The days of the week pass quietly, uneventfully. The disappointment of Tuesday gone, they seem somehow calmer, less angry but also less active, as though they are only limping through the day, unable to fight, unable to run. When the dates circled on the calendar arrive, although no longer carrying the meaning they had done a week ago, they go to bed together with efficiency: disciplined, not passionate, but with a kind of quiet affection that makes it a little more than a routine. And then they sleep, and in the morning they go to work and into their days. Alana’s stomach cramps pass, anticlimactically, and she settles into the quiet stoicism of the week.
When Sunday arrives they go to church as if by reflex, without discussion or agreement. The fourth candle is lit, the Bible read; and because it is Christmas in two days, they sing only carols. The boy and girl who prayed for them last week smile when they see them; at the greeting of peace, the girl, introducing herself as Emma, speaks to Alana and says she is praying for them. Alana thanks her; they swap phone numbers. They will catch up, they agree, for a coffee after Christmas. And then briefly they exchange Christmas holiday itineraries, with a mutual interest that might be more than just polite: Emma is going to Sydney to see her family; Peter and Alana will travel to Albury tomorrow, for Christmas Eve. Alana’s siblings will arrive on Tuesday morning. Then the greeting of peace ends and they return to their seats.
When it is time for the sermon, they feel strangely tired, as though it would take energy to sit and listen tonight. The topic – “Mary’s Song”, it is called on the screen – means little to them, and describes a state that they cannot quite understand. They have sung carols tonight, yes, and there was something comforting in an act so like childhood that they had been for a moment transported out of their pervasive dryness, but now there seems little to sing about. The walls of the church seem flat and dull.
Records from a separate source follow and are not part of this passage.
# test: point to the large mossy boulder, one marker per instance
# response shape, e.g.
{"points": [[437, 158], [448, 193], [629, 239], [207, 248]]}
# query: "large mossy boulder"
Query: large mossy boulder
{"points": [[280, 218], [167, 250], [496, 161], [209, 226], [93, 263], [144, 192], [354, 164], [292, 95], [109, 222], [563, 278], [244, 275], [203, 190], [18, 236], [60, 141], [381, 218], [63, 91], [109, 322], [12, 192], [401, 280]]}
Alana’s attention is caught first when she hears Hannah’s name mentioned. Ears pricking up, she turns to Peter. It seems somehow a sore topic to hear tonight; Peter frowns, and Alana shifts in her seat. When Mary heard the news that she was pregnant, the minister says, she broke into song. And her song mirrored another song earlier in the Bible – the song of Hannah. Perhaps Mary was inspired by Hannah, or perhaps she simply felt moved to say the same things. But they should look, he says, at Hannah’s song, and Hannah’s story, to help them understand what Mary is expressing. And so he begins to tell the story, and Peter and Alana sit awkwardly listening to the story they have never finished and now doubt that they want to hear.